[Resenhas] Não Me Abandone Jamais

Destino e esperança são palavras bem a calhar em “Não Me Abandone Jamais“. Ainda é cedo para falar de “melhores filmes do ano”, até porque o ano cinematográfico para mim começa depois da entrega do Oscar. Mas “Never Let Me Go” (título original), no melhor estilo “ame ou odeie”, já entrou na minha lista. Sei que muita gente pode achar sem pé nem cabeça, mas sem dúvida a caprichada e delicada produção é capaz de gerar um questionamento que vai além do que pode ser considerado por alguns apenas como “bizarro” (no caso, o possível destino da clonagem humana e o destino da própria humanidade, com seus questionamentos éticos repensados).

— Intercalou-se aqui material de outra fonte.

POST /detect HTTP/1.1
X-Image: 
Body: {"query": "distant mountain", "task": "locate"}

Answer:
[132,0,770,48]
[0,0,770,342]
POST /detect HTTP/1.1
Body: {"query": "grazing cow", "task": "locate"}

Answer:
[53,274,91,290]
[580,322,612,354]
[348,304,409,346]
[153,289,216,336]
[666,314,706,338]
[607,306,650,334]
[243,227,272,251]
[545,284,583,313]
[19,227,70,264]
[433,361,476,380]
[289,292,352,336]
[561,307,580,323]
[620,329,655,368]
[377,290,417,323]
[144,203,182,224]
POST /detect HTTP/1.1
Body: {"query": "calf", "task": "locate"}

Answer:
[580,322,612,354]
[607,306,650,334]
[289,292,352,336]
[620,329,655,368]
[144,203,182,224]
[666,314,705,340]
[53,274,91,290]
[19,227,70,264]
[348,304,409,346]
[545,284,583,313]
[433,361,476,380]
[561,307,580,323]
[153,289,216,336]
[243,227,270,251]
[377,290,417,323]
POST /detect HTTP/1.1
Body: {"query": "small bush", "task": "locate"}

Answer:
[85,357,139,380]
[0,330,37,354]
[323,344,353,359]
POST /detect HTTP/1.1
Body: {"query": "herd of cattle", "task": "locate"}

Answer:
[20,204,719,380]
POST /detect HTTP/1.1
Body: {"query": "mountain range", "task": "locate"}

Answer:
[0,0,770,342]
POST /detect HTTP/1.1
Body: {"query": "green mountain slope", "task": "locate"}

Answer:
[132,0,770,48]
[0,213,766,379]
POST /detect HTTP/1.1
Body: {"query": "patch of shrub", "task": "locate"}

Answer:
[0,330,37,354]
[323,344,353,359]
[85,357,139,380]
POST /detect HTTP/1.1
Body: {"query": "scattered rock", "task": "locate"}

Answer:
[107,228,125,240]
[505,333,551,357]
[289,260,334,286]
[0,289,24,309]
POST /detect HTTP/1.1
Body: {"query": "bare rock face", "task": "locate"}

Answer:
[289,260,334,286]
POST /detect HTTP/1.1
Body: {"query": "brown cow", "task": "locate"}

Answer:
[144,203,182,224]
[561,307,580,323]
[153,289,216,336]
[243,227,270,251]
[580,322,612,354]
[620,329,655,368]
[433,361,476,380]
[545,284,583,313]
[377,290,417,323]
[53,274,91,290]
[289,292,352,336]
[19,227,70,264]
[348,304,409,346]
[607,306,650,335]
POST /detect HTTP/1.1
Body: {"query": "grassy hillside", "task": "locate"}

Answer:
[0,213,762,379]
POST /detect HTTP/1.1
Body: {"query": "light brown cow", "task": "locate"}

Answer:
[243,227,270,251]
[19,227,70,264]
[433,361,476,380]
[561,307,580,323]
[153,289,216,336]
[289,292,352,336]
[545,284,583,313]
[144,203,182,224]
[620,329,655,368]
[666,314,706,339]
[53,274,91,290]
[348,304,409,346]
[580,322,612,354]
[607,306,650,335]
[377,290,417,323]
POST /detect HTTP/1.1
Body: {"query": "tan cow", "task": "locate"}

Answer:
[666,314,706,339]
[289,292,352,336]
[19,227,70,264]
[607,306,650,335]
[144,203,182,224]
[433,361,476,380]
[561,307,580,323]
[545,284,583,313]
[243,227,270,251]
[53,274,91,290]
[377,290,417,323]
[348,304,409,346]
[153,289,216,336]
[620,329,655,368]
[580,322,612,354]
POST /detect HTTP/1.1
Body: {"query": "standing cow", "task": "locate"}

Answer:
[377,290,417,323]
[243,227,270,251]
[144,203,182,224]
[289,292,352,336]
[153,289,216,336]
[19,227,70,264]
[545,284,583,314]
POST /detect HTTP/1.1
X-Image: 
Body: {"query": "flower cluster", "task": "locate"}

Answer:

Mas tranquilize-se: não é um filme de ficção científica nos moldes extraterrestres ou cheio de efeitos especiais: tudo é bastante sutil e ao mesmo tempo elegantemente escarrado na cara o espectador, que quando percebe finalmente o mote do filme acaba ficando curioso com os rumos da trama. Embora desde o início possamos ficar intrigados com o simples fato de que não se questiona em nenhum momento a ordem estabelecida, percebemos claramente a lavagem cerebral nas crianças que ainda não supõem o destino a elas traçado desde seu nascimento.

O interessante roteiro (o título tem a ver com uma canção dentro da história, embora enganosamente possa remeter a algo romanticamente leve) foi adaptado por Alex Garland do romance homônimo do escritor japonês Kazuo Ishiguro, publicado em 2005. A fotografia é quase pastel para um filme mezzo triste, mezzo denso, que conta com um elenco atuando na ponta dos dedos. Sorte (ou melhor, boas escolhas) do diretor Mark Romanek, que deu os papéis principais aos excelentes Carey Mulligan (melhor atriz do British Independent Film Awards pelo filme), Keira Knightley (ainda mais magra que o normal) e Andrew Garfield (pouco carismático mas eficiente). Melhor ainda para o diretor foi ter contado com a pequena Izzy Meikle-Small, que interpreta a personagem de Mulligan na infância, na primeira (e melhor) das três partes do filme, além das pontas de luxo de Charlotte Rampling e Sally Hawkins.

Não procure no filme lógica ligada com a realidade, nem coerência de épocas, figurinos, descobertas: não há. Mas faça com que o delicado e muitas vezes assustador filme coloque seus miolos para pensar. Se o presente não é de fato assim, será que o futuro poderá acabar caindo num buraco tão profundo ? Será que o ser humano enterrará ética e bom senso em prol de “resolver seus problemas de saúde” ? Pior: se já soubéssemos a razão de estarmos no planeta e quanto tempo viveremos, será que seríamos mais ou menos felizes (ou será que nos conformaríamos com nosso “destino”) ?

O filme, que não fala de religião — mas é inevitável pensarmos a respeito –, pode ser enxergado por alguns simplesmente como uma metáfora a muitas coisas já vigentes por aí há tantas décadas, séculos, como a divisão de classes, por exemplo. Talvez o dilema ético proposto pelo roteiro acabe soando tosco para alguns por não ter implicações práticas na vida atual, mas não deixa de ser um bom exercício futurístico. E em especial nos faz pensar na relação cada vez mais estranha que o ser humano cultiva com o Tempo… para onde nos encaminharemos, ninguém sabe, mas “Não Me Abandone Jamais” nos permite refletir a respeito. Não como entretenimento, recomendo o filme, mas prepare sua mente para sair pensando sobre muita coisa…

Tommy Beresford

~ por Tommy Beresford em março, 28 2011.

2 Respostas to “[Resenhas] Não Me Abandone Jamais”

  1. A história do filme não discute a ética nem os meios pelos quais os resultados serão alcançados. Deixa para nós, espectadores, a discusão de tais meios e se tudo isso será apenas um sonho ou se a realidade já bateu a nossa porta e não sabemos.

  2. Estarrecedor e assustador: mexe com nossos princípios éticos profundamente e faz pensar nas monstruosidades que a humanidade pode fazer. De resto, uma bonita história com atores dos melhores.